Zherdev snapped a 1-1 tie 4:43 into the second when he snapped a shot from the bottom of the right circle past Ryan Miller for his second goal of the season and first in five games. Powe extended the lead to 3-1 when he converted a picturesque feed from Giroux off a 2-on-1 the slot. Giroux gave the Flyers a three-goal lead at 14:36 when he beat Paul Gaustad on a right-circle draw before firing a shot that deflected off the left skate of Buffalo's Mike Grier in the slot and past a helpless Miller.
The Flyers were a completely different team than the one that lost to the Blue Jackets on Monday.
"The guys were frustrated in Columbus and we weren't having fun playing," Giroux said. "We were more disciplined and playing hard. We came out flat, but Sean picked a great time to get a fight going. The guys started playing after that … it was a turning point in the game."
Carter's tip-in of Mike Richards slap shot from the right circle on a 5-on-3 power-play just 38 seconds into the third gave the Flyers a seemingly safe 5-1 lead and capped a big bight for their previously struggling power play. It was Philadelphia's third goal of the game with the extra man -- matching the team's total in its eight previous games. The Flyers entered the game an uncharacteristic 25th in the League with an 8.6 percent (3-for-35) power-play efficiency; they haven't finished lower than sixth in the League with the man advantage over the past three seasons.
"Nothing changed on the power play (on Tuesday)," Carter said. "We have just been working on it. We haven't changed it in three years. It was something that we pressed, just tried to get some shots and were lucky to get a few tonight."
Despite the deficit, the Sabres refused to go away.
Buffalo pared the margin to 5-2 on a power-play goal at 7:10 when Tyler Myers scored his third of the season, firing a slap shot from the right point that beat Bobrovsky to the short side. Defenseman Steve Montador narrowed the deficit to two goals at 12:32 on a hard shot from the high slot that caught Bobrovsky leaning to his right. It was Montador's first goal of the season.
Buffalo pulled Miller (28 saves) late in the game to get the extra attacker and appeared to pull within 5-4 with 1:10 remaining when Vanek put the puck in the net off a scramble.

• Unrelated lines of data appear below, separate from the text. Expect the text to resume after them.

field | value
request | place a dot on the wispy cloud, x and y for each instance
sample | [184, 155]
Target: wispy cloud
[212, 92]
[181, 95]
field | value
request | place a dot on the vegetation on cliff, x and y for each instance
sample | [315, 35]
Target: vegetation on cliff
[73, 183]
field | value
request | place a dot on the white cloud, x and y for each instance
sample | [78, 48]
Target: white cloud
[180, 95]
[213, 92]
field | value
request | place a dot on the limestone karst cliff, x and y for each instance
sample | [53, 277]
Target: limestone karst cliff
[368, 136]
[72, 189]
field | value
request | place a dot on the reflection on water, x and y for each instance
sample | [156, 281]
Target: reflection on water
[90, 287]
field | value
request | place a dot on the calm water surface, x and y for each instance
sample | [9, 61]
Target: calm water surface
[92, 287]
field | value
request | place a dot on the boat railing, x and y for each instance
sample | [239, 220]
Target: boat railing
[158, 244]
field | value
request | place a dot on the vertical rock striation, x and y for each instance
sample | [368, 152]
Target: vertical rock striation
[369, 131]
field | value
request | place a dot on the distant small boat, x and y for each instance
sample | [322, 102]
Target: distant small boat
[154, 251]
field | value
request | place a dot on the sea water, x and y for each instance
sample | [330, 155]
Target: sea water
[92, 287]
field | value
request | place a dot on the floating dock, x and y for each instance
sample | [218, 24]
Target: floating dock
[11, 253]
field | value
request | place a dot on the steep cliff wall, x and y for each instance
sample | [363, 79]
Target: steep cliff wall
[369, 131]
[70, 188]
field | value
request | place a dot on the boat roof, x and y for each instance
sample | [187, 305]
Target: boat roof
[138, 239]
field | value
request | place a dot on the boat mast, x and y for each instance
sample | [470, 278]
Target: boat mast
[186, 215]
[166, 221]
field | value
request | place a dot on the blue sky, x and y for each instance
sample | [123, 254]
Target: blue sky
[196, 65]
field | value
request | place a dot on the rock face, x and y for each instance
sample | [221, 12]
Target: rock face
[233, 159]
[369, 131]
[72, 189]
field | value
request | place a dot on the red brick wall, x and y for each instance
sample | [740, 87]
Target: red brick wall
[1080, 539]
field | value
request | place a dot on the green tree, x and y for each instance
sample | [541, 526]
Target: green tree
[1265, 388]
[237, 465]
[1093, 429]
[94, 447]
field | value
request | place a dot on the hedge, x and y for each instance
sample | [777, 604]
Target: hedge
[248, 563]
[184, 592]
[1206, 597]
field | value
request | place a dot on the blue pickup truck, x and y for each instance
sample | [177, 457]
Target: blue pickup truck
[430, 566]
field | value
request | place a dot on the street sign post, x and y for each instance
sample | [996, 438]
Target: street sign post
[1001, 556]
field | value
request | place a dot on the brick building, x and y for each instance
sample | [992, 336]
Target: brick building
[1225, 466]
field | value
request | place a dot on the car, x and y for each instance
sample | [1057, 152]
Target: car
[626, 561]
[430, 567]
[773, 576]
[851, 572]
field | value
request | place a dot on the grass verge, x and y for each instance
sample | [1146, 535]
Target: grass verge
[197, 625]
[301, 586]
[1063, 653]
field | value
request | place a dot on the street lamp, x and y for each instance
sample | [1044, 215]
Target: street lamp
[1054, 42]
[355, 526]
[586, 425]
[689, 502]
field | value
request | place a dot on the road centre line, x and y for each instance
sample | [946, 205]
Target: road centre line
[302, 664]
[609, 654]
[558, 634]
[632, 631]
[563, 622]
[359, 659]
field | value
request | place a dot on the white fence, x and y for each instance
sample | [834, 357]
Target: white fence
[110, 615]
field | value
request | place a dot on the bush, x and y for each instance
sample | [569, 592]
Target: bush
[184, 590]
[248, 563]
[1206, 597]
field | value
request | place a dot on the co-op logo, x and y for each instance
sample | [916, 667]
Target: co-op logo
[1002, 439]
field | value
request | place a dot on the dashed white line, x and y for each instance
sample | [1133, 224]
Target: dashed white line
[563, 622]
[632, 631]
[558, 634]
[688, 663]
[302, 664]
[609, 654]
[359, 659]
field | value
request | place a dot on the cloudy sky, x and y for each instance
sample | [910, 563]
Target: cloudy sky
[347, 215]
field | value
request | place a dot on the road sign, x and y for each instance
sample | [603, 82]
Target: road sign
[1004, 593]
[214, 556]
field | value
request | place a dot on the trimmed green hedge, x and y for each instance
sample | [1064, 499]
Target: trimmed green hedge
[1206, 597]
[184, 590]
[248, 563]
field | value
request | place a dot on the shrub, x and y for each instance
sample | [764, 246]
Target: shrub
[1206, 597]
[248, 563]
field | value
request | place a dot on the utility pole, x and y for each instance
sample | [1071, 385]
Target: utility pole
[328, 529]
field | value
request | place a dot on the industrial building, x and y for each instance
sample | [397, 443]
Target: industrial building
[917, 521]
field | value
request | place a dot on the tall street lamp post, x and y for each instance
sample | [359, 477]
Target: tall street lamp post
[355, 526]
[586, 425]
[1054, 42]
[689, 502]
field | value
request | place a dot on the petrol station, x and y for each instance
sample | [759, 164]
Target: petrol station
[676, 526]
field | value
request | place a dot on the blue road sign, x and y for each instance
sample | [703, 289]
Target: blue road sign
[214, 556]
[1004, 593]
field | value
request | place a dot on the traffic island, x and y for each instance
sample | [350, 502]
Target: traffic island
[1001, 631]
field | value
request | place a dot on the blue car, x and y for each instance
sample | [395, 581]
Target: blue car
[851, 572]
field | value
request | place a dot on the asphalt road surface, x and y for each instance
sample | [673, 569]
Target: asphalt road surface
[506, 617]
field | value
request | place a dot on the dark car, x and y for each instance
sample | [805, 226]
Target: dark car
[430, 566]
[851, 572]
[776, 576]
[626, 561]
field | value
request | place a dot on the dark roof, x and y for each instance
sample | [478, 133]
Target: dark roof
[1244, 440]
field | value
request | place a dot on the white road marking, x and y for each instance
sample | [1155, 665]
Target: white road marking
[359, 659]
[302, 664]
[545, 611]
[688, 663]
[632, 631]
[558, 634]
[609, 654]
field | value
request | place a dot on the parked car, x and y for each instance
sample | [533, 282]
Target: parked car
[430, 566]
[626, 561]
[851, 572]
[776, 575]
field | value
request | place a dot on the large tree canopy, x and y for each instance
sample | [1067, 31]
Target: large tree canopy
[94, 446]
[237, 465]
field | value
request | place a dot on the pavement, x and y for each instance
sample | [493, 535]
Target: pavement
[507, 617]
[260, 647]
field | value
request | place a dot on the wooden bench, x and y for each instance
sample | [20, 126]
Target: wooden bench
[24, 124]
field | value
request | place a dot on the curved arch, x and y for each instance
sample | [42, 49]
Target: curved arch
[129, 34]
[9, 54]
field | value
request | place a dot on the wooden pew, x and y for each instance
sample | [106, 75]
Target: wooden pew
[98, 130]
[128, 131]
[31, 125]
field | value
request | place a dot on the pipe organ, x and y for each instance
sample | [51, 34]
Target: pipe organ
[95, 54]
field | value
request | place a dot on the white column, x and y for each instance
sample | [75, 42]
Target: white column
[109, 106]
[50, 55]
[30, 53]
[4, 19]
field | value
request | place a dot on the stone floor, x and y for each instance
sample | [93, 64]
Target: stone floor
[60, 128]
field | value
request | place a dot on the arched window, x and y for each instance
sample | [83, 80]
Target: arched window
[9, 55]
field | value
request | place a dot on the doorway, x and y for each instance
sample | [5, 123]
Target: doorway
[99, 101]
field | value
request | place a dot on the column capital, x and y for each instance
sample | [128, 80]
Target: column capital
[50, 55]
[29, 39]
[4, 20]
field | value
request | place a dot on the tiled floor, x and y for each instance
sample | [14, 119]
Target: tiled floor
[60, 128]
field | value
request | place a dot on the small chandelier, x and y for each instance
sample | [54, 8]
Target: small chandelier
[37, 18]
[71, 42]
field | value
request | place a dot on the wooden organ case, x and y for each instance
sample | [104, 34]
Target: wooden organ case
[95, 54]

But referee Mark Joannette ruled the puck was kicked into the net. Bobrovsky made 13 saves in the final 20 minutes and Andreas Nodl then hit into an empty net with 36 seconds remaining.
The Sabres (3-6-1) entered the game having won three of four on the road this season while averaging a 37-23 advantage in shots. Miller, who sported a 2.75 goals-against average and .908 save percentage in 18 previous appearances against Philadelphia, made 28 saves and fell to 3-5-1 on the season.
"I've got to make some saves; bail guys out once in a while," Miller said. "Mistakes are made, you just move on from them. I think we've taken everything really hard right now because we've had a few losses to start the season. Instead of rolling with the punches we get one mistake or one bad thing happens and the roof caves in and the world's ending. It takes us a little too long to get our composure back.
"We just have to be better about rolling with it. It's going to be up and down but it's an 82-game season. We've got to make our adjustments or else it's going to just be 82 games. You've got to adjust, you've got to be tough and you've got to roll with it."
The Sabres grabbed a 1-0 lead on a power-play goal by Vanek at 8:54 of the opening period, but the Flyers got even on a power-play goal of their own when Briere jammed home his team-leading sixth of the season.